While the author(s) are still alive, they are often a productive contact. (In on...

mrybczyn · on Dec 9, 2022

Good (Edit) point! It's good that the web accepts dead links by design, we can't expect perfection from our distributed information, but it seems that the bitrot of information is too high compared to the information storage technologies available.

2 spinning rust drive can store the library of congress. ~ 2,000 drives would store the web (1). How many millions of these drives get manufactured per year? Our technology systems are failing us - all those words are being lost, like tears in rain.

(1)Back of the envelope estimation: https://www.worldwidewebsize.com/ ~ estimates 50 billion websites, with some estimates ~ 6 pages of information per website. Let's say 1mb per page on average. So ~2,000 drives would store the entire web.

8bitsrule · on Dec 9, 2022

2000 drives x $100 = $200,000. Double that for backup, $400,000. Admin, maintenance, let's say total, $1M/year. So, Wikipedia could end its own deadlink problem (IF the reference sources would agree.

But stuff goes missing at Wayback because people don't agree to their pages being backed-up. Copyright, whatever. So it's like Global Heating, the tech is there, but people just can't agree. So 'pirate' backer-uppers go to jail. And island-nations and expensive ocean-side properties are being submerged. So it goes.

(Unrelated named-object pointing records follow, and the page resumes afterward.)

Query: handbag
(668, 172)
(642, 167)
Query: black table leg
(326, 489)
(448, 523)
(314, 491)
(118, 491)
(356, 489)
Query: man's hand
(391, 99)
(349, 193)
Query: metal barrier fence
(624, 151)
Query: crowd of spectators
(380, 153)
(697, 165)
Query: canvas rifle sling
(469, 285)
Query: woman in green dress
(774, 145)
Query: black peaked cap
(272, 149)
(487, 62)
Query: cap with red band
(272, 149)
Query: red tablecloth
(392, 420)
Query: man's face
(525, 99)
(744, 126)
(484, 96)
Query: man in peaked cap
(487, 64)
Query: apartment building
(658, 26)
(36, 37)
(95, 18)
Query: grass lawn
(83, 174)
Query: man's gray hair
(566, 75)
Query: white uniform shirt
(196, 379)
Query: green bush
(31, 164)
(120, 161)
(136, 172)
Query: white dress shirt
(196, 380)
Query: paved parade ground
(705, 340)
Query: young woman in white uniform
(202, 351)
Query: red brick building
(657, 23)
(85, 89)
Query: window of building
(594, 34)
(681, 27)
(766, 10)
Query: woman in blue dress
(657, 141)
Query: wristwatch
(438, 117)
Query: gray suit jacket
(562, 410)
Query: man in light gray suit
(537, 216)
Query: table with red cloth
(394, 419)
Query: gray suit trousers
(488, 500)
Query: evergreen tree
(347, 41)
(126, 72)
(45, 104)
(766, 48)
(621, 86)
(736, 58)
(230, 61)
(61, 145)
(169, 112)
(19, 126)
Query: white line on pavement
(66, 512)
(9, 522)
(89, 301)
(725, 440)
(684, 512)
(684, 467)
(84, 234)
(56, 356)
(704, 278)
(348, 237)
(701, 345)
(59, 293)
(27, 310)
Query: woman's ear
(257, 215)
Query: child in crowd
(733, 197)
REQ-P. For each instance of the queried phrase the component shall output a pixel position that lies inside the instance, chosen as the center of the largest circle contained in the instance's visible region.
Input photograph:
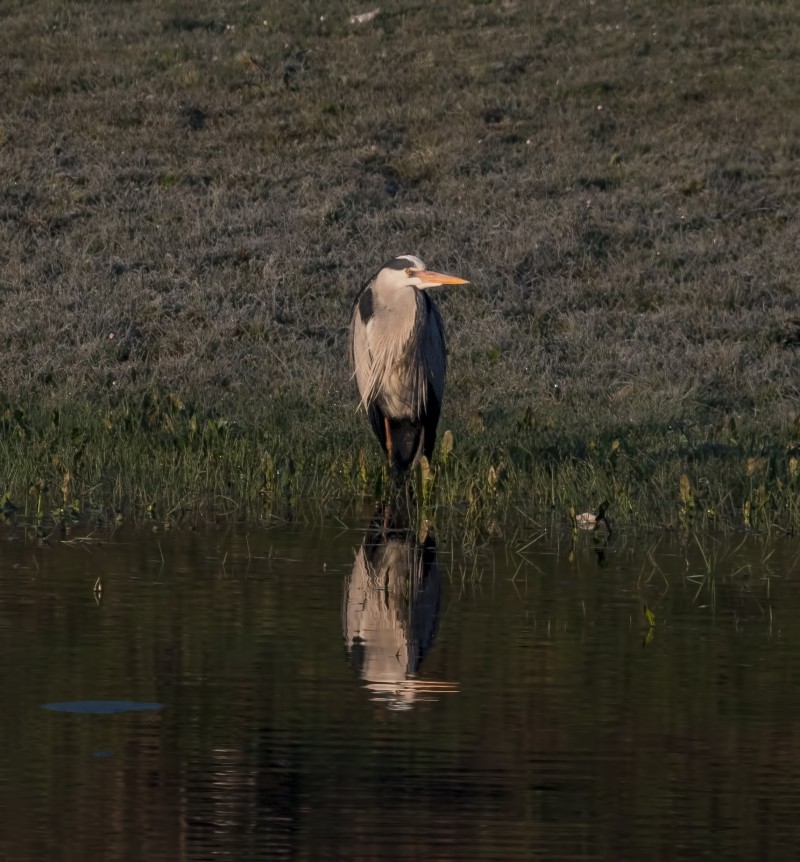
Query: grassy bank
(190, 203)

toomuchtodo · on Dec 9, 2022

The Internet Archive has a bot that updates dead Wikipedia references to point to archived content.

https://meta.wikimedia.org/wiki/InternetArchiveBot

brewdad · on Dec 9, 2022

Even if that estimate is off by an order of magnitude, which given the weight of modern web pages it easily could be, 20,000 drives to store the entire web seems way more doable than I ever would have imagined.